PARIS (Reuters) - The number of “yellow vest” demonstrators marching against high living costs in France dwindled on Saturday following several weeks of waning turnout, more than six months into the protests against President Emmanuel Macron.
Police fired teargas at some protesters in the southern city of Toulouse. But the demonstrations - on the 29th weekend in a row since they first erupted last November, leading on some occasions to riots - passed off largely peacefully.
Some 9,500 people took to the streets across France on June 1, the Interior Ministry estimated, with 1,500 in Paris. That was down from the 12,500 nationwide last Saturday, and a far cry from the close to 300,000 that first occupied roundabouts and blocked roads in what began as an outcry against fuel tax hikes.
The latest anti-government protests coincided with a long holiday weekend for many French and with soaring temperatures, though numbers also fell throughout May.
That will provide some relief for Macron, who was forced to put some reforms on hold and make costly concessions to try and contain the unrest and find ways to boost purchasing power.
Even so the government is still on tenterhooks. A 5.9 percent hike in the power prices of state-controlled utility EDF - the highest increase in years - came into force on Saturday, after the government earlier postponed it due to the protests.

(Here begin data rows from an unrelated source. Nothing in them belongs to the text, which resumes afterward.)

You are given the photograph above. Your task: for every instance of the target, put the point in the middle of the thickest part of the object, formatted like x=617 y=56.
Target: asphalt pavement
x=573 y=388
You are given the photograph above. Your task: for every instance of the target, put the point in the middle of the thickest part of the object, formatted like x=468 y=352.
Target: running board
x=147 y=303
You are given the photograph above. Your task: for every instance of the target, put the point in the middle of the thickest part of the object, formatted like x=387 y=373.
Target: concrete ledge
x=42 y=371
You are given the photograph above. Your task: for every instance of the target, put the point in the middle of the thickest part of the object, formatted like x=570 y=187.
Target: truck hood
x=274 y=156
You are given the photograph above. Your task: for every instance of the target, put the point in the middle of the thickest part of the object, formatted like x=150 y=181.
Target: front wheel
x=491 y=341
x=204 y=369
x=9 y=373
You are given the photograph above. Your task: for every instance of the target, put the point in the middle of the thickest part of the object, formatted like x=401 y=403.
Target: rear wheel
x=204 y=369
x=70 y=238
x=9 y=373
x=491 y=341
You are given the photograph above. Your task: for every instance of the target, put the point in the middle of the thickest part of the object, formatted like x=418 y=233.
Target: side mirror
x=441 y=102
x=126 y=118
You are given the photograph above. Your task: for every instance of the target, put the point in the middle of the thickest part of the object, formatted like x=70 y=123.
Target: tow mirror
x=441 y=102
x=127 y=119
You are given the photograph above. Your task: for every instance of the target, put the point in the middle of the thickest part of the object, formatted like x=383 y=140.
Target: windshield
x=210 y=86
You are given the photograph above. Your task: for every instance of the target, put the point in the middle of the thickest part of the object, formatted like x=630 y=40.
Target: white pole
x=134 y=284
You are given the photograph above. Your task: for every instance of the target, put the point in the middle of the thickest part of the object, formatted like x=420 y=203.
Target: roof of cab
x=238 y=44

A second increase to French electricity prices in August cannot be ruled out but is not desirable, Junior Environment Minister Emmanuelle Wargon said on Friday.
French police have come under scrutiny from rights groups over the use of heavy duty crowd control weapons including “flash ball” riot guns that fire rubber ball-shaped projectiles.
“Since I saw a young woman get injured, I can’t let go,” Roland, a 71-year-old protester in Paris said.